During the study, doctors also realized that organ transplants are safe in infants whose immune systems are still immature, even if their blood types are mismatched. Studies show that phasing in this practice reduces waiting mortality for the youngest patients seeking heart transplants, especially infants with blood type O, who were previously the most difficult recipients of heart transplants. It turned out that.
The study results suggest that waiting list systems should be revised to take into account a wider range of medical factors than currently thought, such as kidney function, liver function, and whether the patient is malnourished, using a combination of factors. This suggests that you need to make an allocation. The authors say each child will be given a numerical risk score that will replace the current three categories.

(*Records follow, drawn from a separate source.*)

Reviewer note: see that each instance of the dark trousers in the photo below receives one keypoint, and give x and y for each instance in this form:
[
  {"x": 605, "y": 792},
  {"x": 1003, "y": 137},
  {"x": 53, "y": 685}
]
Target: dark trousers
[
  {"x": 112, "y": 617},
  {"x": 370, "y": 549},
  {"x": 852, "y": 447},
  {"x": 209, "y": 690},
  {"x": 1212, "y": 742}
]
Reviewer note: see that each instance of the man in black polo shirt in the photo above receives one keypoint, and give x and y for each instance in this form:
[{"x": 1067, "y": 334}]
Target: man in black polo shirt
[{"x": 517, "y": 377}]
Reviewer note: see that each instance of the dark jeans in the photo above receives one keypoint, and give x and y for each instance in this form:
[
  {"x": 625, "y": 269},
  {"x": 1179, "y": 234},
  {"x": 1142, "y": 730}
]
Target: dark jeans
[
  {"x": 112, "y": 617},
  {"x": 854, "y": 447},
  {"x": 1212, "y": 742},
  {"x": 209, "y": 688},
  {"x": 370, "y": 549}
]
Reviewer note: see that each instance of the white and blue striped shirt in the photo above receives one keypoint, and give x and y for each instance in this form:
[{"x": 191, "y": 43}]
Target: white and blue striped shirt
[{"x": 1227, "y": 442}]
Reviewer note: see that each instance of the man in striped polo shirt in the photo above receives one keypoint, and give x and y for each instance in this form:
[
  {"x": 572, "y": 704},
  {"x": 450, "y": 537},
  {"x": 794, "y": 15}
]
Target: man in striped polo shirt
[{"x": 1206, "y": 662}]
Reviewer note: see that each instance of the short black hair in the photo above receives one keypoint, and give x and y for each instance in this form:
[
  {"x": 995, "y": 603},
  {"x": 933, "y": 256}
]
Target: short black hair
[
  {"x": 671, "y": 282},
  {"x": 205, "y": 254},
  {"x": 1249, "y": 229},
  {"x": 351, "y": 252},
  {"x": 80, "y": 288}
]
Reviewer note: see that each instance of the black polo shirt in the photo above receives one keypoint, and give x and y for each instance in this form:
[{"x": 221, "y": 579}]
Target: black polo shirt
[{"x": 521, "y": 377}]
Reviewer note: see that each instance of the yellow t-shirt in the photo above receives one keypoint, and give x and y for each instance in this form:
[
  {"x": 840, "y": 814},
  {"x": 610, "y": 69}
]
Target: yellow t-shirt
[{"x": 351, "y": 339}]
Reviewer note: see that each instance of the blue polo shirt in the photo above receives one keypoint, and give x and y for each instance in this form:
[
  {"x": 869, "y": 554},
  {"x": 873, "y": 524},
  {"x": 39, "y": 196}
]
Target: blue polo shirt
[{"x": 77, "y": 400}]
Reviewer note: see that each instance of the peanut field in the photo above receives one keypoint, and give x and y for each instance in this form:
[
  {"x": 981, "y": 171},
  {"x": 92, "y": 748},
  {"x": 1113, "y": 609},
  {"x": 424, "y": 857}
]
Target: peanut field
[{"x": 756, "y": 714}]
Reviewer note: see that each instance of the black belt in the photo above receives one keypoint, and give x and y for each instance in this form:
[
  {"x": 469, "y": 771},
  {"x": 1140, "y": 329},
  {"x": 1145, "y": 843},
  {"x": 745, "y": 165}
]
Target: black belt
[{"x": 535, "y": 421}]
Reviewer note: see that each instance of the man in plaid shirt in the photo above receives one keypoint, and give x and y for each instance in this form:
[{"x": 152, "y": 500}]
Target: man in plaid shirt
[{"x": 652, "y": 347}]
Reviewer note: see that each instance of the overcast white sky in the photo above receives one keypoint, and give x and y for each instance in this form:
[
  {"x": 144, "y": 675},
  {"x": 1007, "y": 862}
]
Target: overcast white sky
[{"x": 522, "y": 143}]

“The important thing is to be able to aim for and improve the allocation score on an ongoing basis and take into account the innovations that are happening in patient care over that time,” Swett said.
Almond said the revisions should also consider whether patients are healthy enough to benefit and recover from a transplant. It would give priority to the children most in need, who have the best chance of recovering from major surgery.
“This is very difficult because if a patient is on full life support and their organs are failing, they are in critical condition and may not survive the waiting list period. And if you get a transplant, you might not have a good outcome because you have the same risk factors,” Almond said.
In September 2023, UNOS will have a new lung transplant allocation system It will be based on continuous scoring, and the organization is drafting similar systems for other organs. that plans Proposals on how to allocate hearts should be ready for consideration in 2025.
“Finding a way to do this well is very complex, but there still seems to be room for improvement,” Almond said.
Researchers from Stanford University's Department of Pediatrics and Cardiothoracic Surgery, Stanford University's Department of Economics, and the University of Texas Southwestern Medical School contributed to the study.
No funding was received for this study.